Les scénaristes mettent en avant le thème de l'arrogance humaine vis-à-vis des autres espèces. Pour Rick Jaffa et Amanda Silver, il s'agit de la thématique principale du film. En effet, Steven Jacobs, le patron de Will, n'a aucune considération envers les singes, ni envers ses employés, ou même le bien de l'humanité. Lui ne voit dans les recherches de Will qu'un produit plus rentable que toutes ses productions réunies. Jacobs n'a pas d'éthique et n'a d'intérêt que pour l'argent. Que ce soit Will, Jacobs ou Franklin (un collègue), ils en subissent les conséquences.

Réussir à rendre crédible Caesar, le chimpanzé interprété par Andy Serkis, était un premier défi (ainsi que tous les autres singes). Ce dernier est relevé haut la main. De son enfance d'animal prodige, à la lente mais inexorable prise de conscience de cet animal se muant petit à petit en individu, jusqu'à sa révolte contre les hommes, le personnage existe bel et bien. Mieux encore, il nous émeut, par sa justesse, la finesse de ses réactions.
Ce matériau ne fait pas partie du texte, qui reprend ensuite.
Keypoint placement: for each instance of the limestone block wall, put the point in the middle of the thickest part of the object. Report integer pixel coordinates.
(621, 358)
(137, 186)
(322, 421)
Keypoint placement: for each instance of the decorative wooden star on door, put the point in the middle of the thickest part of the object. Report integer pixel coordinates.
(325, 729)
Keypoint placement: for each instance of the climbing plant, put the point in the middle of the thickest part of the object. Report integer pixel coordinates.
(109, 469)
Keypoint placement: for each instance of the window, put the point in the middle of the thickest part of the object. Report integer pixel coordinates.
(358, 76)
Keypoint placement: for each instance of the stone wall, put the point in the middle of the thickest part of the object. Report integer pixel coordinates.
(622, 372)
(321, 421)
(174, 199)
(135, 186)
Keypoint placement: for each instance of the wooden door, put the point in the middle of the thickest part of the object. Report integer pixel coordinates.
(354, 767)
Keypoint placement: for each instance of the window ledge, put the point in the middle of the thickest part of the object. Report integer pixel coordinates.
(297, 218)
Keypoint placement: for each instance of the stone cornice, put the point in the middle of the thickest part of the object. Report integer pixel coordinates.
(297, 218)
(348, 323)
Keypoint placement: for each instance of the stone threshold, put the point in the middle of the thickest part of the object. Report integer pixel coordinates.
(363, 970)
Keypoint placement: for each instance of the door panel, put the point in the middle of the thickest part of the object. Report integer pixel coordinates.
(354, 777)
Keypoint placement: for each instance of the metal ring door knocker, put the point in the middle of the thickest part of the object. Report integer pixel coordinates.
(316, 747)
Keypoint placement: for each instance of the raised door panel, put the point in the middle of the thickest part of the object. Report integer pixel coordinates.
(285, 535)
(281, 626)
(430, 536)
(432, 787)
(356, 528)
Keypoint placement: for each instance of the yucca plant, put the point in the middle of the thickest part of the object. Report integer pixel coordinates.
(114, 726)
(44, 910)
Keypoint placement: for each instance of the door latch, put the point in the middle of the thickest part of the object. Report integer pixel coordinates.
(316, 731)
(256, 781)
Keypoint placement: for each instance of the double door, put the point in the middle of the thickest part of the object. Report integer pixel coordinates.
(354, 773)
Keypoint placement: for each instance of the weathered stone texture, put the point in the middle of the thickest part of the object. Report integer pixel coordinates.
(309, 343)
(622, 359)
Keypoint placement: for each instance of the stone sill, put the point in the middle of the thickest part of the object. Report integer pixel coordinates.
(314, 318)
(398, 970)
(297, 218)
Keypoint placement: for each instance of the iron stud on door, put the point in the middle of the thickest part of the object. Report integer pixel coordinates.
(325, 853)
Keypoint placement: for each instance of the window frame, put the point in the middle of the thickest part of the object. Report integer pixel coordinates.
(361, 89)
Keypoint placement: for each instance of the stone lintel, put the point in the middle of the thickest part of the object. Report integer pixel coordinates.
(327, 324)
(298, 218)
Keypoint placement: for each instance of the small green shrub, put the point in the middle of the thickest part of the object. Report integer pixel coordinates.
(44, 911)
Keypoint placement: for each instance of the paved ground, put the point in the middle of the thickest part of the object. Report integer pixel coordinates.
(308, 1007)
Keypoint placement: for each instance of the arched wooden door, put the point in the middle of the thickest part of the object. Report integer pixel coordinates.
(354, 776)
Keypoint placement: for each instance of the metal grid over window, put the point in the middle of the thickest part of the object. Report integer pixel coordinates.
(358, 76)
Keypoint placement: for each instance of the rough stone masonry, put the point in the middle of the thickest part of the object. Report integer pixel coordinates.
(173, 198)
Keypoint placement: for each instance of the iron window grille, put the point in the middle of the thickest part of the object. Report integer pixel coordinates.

Cette performance est le fruit des efforts conjugués d'un scénario très bien construit, du travail de Andy Serkis, et des troublants effets numériques réalisés par WETA Digital.

Le personnage de Caesar peut, sur plusieurs plans, être comparé aux êtres humains. D'une manière générale, et mis à part son apparence, Caesar semble même être humain, comme le prouvent ses actions. Dans sa scène finale, Caesar nous présente un dernier exemple de son humanité en déclarant à Will : « Caesar est chez lui ». Tout en suggérant que Caesar ne fera plus partie du monde des humains, ses paroles représentent un autre aspect déterminant de ce que signifie être humain : être doué de la parole. Avec ce nouveau don, il n’y a plus beaucoup de choses que Caesar ne puisse faire comme les humains. Son développement est achevé. Tout au long du film, la manière dont Caesar est présenté a une forte influence sur la façon dont le public le perçoit, et cette perception lui est favorable. Son humanité plus que son animalité illumine le film. Le récit milite très peu pour les droits des animaux, il pose plutôt un regard neuf sur ce que signifie être humain.

Caesar n'aime pourtant pas la violence. Il incarne un révolutionnaire à la fois déchiré, déterminé, mais pourtant humain. Ainsi, Caesar choisit le camp de ses congénères contre les humains, sans pour autant oublier les liens sentimentaux qu’il a tissés avec trois de ces humains. Il rejoint les singes car il a un sentiment partagé d'oppression commune qui les mène à l'émancipation par la révolution.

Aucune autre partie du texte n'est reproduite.